La politique étrangère féministe dit la vérité au pouvoir : et la redéfinit. Il offre un moyen de redistribuer le pouvoir en en faisant un formidable instrument d'autonomisation, en déplaçant sa vocation vers une force contraignante pour catalyser la solidarité. Cependant, pour que la politique étrangère féministe fonctionne, elle ne peut pas être intégrée de force dans les privilèges blancs, la violence structurelle et les systèmes oppressifs qui continuent de soutenir le commerce des armes, de permettre les conflits armés et de violer les droits autochtones.
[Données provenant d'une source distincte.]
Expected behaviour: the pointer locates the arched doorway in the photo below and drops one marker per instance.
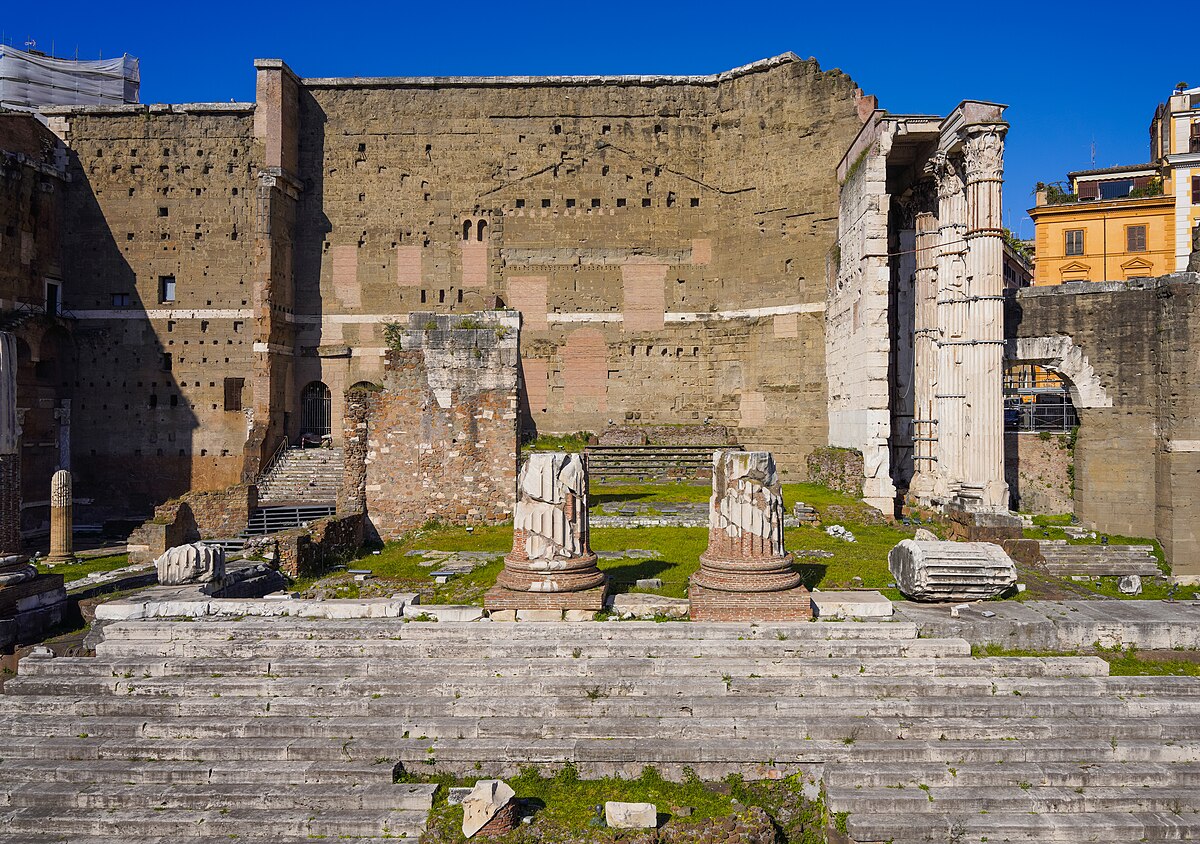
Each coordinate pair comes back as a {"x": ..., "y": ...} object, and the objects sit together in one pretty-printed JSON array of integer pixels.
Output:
[{"x": 315, "y": 409}]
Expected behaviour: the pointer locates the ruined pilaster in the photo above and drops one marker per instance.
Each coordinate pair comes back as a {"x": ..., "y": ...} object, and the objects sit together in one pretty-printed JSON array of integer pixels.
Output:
[
  {"x": 551, "y": 555},
  {"x": 983, "y": 312},
  {"x": 924, "y": 424},
  {"x": 951, "y": 264},
  {"x": 745, "y": 573},
  {"x": 61, "y": 519}
]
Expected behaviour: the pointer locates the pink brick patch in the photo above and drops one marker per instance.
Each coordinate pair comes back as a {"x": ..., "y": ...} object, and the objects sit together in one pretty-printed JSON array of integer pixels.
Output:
[
  {"x": 346, "y": 275},
  {"x": 528, "y": 295},
  {"x": 537, "y": 382},
  {"x": 474, "y": 263},
  {"x": 408, "y": 265},
  {"x": 645, "y": 295},
  {"x": 585, "y": 371}
]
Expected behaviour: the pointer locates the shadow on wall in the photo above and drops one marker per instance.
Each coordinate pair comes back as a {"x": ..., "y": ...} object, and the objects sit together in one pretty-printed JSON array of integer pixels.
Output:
[{"x": 132, "y": 423}]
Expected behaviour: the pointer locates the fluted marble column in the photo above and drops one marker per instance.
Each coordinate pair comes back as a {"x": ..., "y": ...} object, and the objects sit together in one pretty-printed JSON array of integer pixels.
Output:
[
  {"x": 951, "y": 263},
  {"x": 983, "y": 468},
  {"x": 61, "y": 521},
  {"x": 924, "y": 426}
]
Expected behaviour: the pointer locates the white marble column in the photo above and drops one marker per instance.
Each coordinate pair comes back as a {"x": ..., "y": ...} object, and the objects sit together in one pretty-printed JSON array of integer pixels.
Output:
[
  {"x": 951, "y": 265},
  {"x": 983, "y": 470},
  {"x": 924, "y": 424}
]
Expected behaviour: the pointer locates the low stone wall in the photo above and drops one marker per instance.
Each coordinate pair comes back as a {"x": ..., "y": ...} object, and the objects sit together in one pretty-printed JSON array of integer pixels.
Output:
[
  {"x": 315, "y": 549},
  {"x": 667, "y": 435},
  {"x": 839, "y": 468},
  {"x": 219, "y": 514}
]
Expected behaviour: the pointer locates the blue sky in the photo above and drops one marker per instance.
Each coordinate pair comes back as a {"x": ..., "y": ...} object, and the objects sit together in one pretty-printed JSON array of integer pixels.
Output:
[{"x": 1073, "y": 73}]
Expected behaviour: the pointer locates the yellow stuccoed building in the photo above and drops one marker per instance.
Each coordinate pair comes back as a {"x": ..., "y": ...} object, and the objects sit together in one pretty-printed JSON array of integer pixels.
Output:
[{"x": 1126, "y": 222}]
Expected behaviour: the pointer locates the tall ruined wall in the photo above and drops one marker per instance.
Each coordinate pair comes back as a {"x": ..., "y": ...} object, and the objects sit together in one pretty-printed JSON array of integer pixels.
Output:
[
  {"x": 33, "y": 184},
  {"x": 439, "y": 441},
  {"x": 1128, "y": 354},
  {"x": 664, "y": 238},
  {"x": 157, "y": 192}
]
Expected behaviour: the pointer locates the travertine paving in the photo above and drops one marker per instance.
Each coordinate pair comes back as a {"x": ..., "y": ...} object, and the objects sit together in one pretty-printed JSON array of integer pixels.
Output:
[{"x": 199, "y": 730}]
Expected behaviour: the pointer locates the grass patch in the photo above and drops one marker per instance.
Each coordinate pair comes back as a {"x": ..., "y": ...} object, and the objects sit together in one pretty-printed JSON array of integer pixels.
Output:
[
  {"x": 558, "y": 442},
  {"x": 82, "y": 568}
]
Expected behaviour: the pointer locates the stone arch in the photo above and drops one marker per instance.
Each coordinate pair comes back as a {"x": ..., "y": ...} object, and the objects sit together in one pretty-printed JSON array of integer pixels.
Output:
[{"x": 1061, "y": 355}]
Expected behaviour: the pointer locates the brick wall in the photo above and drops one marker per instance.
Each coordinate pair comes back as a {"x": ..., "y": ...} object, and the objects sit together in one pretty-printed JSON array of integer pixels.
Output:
[
  {"x": 324, "y": 543},
  {"x": 442, "y": 436},
  {"x": 1133, "y": 382}
]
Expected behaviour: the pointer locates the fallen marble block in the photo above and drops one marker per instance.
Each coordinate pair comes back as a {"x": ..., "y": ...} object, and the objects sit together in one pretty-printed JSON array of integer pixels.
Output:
[
  {"x": 945, "y": 570},
  {"x": 851, "y": 605},
  {"x": 196, "y": 563},
  {"x": 630, "y": 815},
  {"x": 484, "y": 802}
]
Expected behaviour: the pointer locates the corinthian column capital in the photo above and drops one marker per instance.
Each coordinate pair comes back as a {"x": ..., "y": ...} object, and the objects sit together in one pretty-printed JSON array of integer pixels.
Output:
[{"x": 983, "y": 153}]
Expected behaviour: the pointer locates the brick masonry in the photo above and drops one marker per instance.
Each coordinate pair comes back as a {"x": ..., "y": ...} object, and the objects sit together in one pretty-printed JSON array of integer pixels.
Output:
[
  {"x": 1133, "y": 383},
  {"x": 442, "y": 435}
]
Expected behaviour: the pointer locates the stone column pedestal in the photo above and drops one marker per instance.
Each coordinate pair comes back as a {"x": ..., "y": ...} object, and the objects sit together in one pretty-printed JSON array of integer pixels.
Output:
[
  {"x": 745, "y": 574},
  {"x": 551, "y": 566},
  {"x": 61, "y": 521}
]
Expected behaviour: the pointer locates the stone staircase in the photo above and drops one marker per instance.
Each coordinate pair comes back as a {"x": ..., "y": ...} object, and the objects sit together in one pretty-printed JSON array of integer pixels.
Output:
[
  {"x": 1063, "y": 560},
  {"x": 651, "y": 462},
  {"x": 203, "y": 730},
  {"x": 309, "y": 476}
]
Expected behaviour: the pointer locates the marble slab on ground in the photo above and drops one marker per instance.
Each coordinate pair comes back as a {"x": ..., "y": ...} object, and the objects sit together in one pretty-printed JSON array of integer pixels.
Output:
[
  {"x": 851, "y": 604},
  {"x": 1062, "y": 626}
]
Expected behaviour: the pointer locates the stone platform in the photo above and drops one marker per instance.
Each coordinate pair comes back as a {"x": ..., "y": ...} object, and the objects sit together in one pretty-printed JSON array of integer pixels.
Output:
[
  {"x": 707, "y": 604},
  {"x": 202, "y": 730}
]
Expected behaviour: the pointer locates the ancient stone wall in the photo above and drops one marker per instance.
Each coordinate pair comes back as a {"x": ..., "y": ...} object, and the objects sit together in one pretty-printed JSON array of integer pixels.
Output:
[
  {"x": 1038, "y": 470},
  {"x": 157, "y": 256},
  {"x": 442, "y": 435},
  {"x": 663, "y": 238},
  {"x": 1131, "y": 369}
]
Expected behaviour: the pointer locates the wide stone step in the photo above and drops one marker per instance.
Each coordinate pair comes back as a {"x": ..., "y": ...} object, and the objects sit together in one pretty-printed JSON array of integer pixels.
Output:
[
  {"x": 450, "y": 753},
  {"x": 780, "y": 728},
  {"x": 189, "y": 824},
  {"x": 583, "y": 666},
  {"x": 785, "y": 636},
  {"x": 280, "y": 796},
  {"x": 1053, "y": 828},
  {"x": 1051, "y": 774},
  {"x": 1012, "y": 797},
  {"x": 592, "y": 702},
  {"x": 143, "y": 772}
]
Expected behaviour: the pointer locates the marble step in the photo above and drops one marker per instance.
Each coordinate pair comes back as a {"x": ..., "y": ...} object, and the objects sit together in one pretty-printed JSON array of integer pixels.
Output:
[
  {"x": 1011, "y": 798},
  {"x": 585, "y": 633},
  {"x": 585, "y": 666},
  {"x": 383, "y": 796},
  {"x": 462, "y": 754},
  {"x": 189, "y": 824},
  {"x": 1049, "y": 828},
  {"x": 783, "y": 728},
  {"x": 1057, "y": 774}
]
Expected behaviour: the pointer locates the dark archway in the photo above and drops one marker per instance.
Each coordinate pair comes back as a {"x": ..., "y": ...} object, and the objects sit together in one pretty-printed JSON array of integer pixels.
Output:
[{"x": 315, "y": 409}]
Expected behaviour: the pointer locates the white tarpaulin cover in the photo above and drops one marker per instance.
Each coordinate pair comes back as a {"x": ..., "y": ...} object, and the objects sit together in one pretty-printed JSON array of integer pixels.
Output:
[{"x": 30, "y": 81}]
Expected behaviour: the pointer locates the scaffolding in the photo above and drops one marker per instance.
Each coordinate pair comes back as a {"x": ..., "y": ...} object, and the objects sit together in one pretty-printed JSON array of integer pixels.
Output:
[{"x": 30, "y": 81}]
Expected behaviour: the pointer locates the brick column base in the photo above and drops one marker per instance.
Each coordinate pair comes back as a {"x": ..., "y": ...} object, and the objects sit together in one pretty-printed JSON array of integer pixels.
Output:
[{"x": 707, "y": 604}]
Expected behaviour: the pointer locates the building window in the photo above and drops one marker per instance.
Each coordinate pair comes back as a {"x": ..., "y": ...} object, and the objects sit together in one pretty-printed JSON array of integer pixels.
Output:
[
  {"x": 1075, "y": 241},
  {"x": 1135, "y": 238},
  {"x": 233, "y": 393}
]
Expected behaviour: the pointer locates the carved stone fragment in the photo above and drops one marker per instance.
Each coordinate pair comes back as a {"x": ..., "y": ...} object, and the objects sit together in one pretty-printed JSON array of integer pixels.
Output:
[
  {"x": 196, "y": 563},
  {"x": 945, "y": 570}
]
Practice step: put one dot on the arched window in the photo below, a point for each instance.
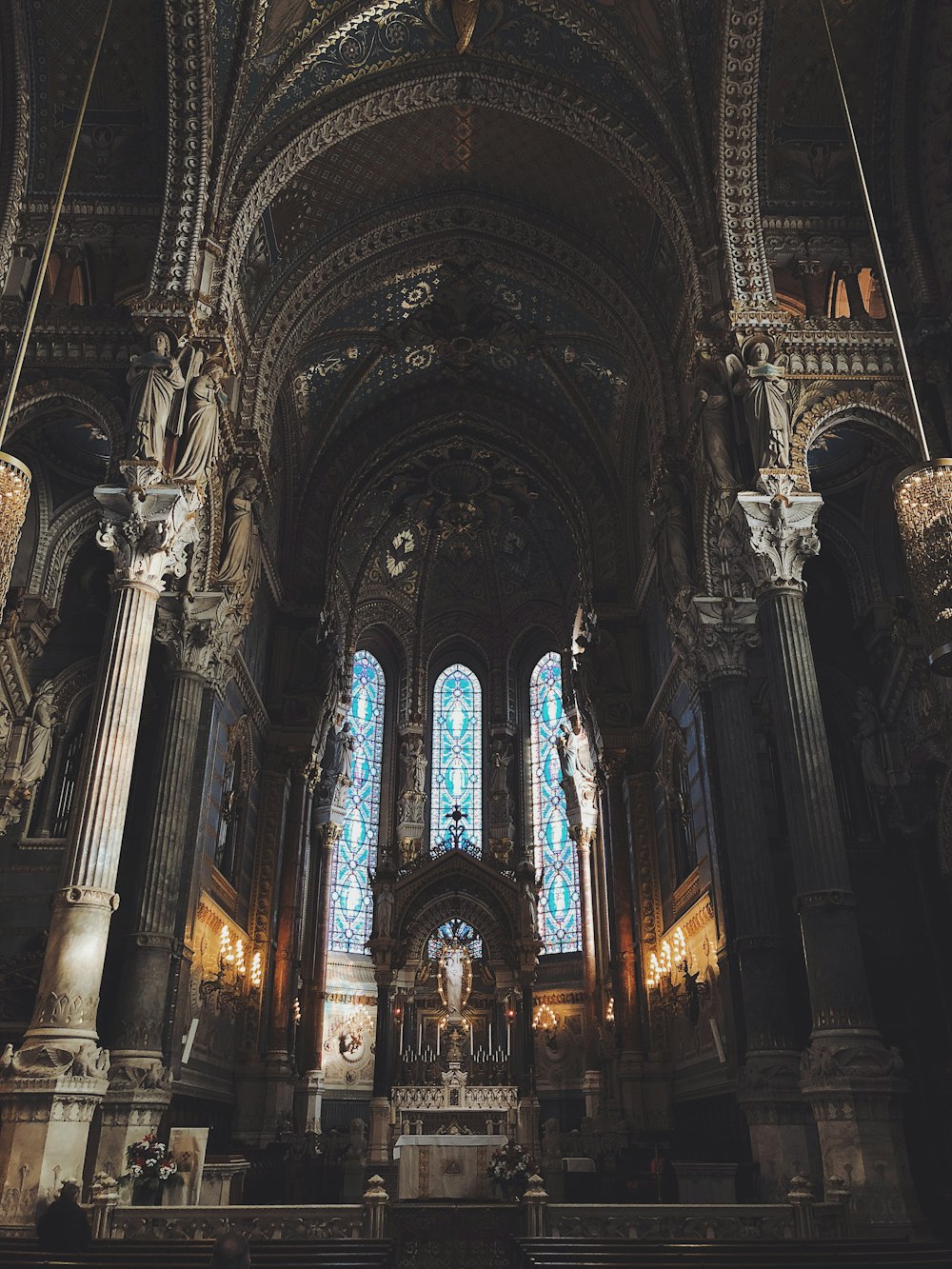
(456, 807)
(356, 850)
(560, 924)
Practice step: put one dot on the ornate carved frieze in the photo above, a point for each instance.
(783, 530)
(148, 525)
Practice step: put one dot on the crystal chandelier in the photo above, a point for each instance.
(922, 494)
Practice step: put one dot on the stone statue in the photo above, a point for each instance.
(670, 510)
(40, 744)
(501, 758)
(242, 547)
(413, 755)
(767, 406)
(529, 907)
(154, 378)
(714, 404)
(206, 399)
(384, 905)
(455, 979)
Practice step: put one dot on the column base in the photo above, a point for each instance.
(379, 1149)
(783, 1135)
(853, 1084)
(307, 1101)
(129, 1115)
(44, 1140)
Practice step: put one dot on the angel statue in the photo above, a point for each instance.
(767, 406)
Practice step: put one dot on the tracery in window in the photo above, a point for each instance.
(560, 925)
(356, 849)
(456, 807)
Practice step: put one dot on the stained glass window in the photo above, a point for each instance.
(555, 852)
(356, 849)
(457, 763)
(455, 930)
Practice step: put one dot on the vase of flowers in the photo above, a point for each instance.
(509, 1170)
(150, 1168)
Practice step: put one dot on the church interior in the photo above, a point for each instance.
(474, 704)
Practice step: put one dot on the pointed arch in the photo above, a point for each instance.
(457, 759)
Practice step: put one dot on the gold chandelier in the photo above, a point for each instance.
(922, 494)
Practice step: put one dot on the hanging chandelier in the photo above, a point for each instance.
(922, 494)
(14, 475)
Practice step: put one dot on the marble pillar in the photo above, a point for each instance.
(783, 1136)
(57, 1078)
(852, 1081)
(280, 1088)
(196, 632)
(379, 1143)
(585, 841)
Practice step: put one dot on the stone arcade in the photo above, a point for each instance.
(459, 682)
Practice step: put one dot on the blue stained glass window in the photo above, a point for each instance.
(560, 924)
(356, 850)
(457, 762)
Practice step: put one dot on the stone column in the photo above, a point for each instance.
(280, 1089)
(627, 1018)
(379, 1151)
(197, 632)
(783, 1135)
(57, 1078)
(324, 838)
(849, 1078)
(585, 841)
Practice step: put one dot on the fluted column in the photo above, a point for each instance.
(59, 1075)
(284, 983)
(851, 1079)
(783, 1136)
(324, 838)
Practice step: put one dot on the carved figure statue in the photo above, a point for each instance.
(714, 404)
(767, 406)
(206, 399)
(501, 758)
(242, 547)
(413, 755)
(384, 905)
(154, 378)
(670, 510)
(529, 907)
(455, 979)
(40, 745)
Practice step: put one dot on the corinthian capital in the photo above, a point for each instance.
(783, 525)
(724, 632)
(200, 633)
(148, 522)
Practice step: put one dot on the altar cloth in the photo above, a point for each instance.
(445, 1165)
Pour que la politique étrangère féministe fonctionne, elle doit d'abord être une théorie non idéale.
La politique étrangère féministe est une formidable opportunité de resituer... le pouvoir entre les mains de celles qui en ont été historiquement dépossédées, dont le droit sur elle s'est fait attendre depuis longtemps.
Qu'est-ce que la théorie idéale ?
Rawls (1971) a défini l'idée de théorie idéale en parlant de justice idéale, qui, selon lui, se manifeste effectivement comme une société entièrement juste dans laquelle tous les gens sont censés agir de manière juste et faire leur part dans le maintien d'institutions justes.
Cette justice idéale offre un cadre pour identifier les sociétés injustes et dans quelle mesure elles s'écartent de l'idéal, en quels termes. Le défaut de cet argument est qu'un cadre de justice idéal ne fonctionnera pas comme base pour juger ou demander des comptes à un ordre social non idéal en raison de son insuffisance inhérente. Le seuil fortement idéaliste d'une société idéale ne parle tout simplement pas des défis uniques d'une société non idéale. La distance entre une société idéale et une société non idéale (ou la justice, d'ailleurs) est fermement maintenue par l'injustice systémique et la violence structurelle (Tessman 2014).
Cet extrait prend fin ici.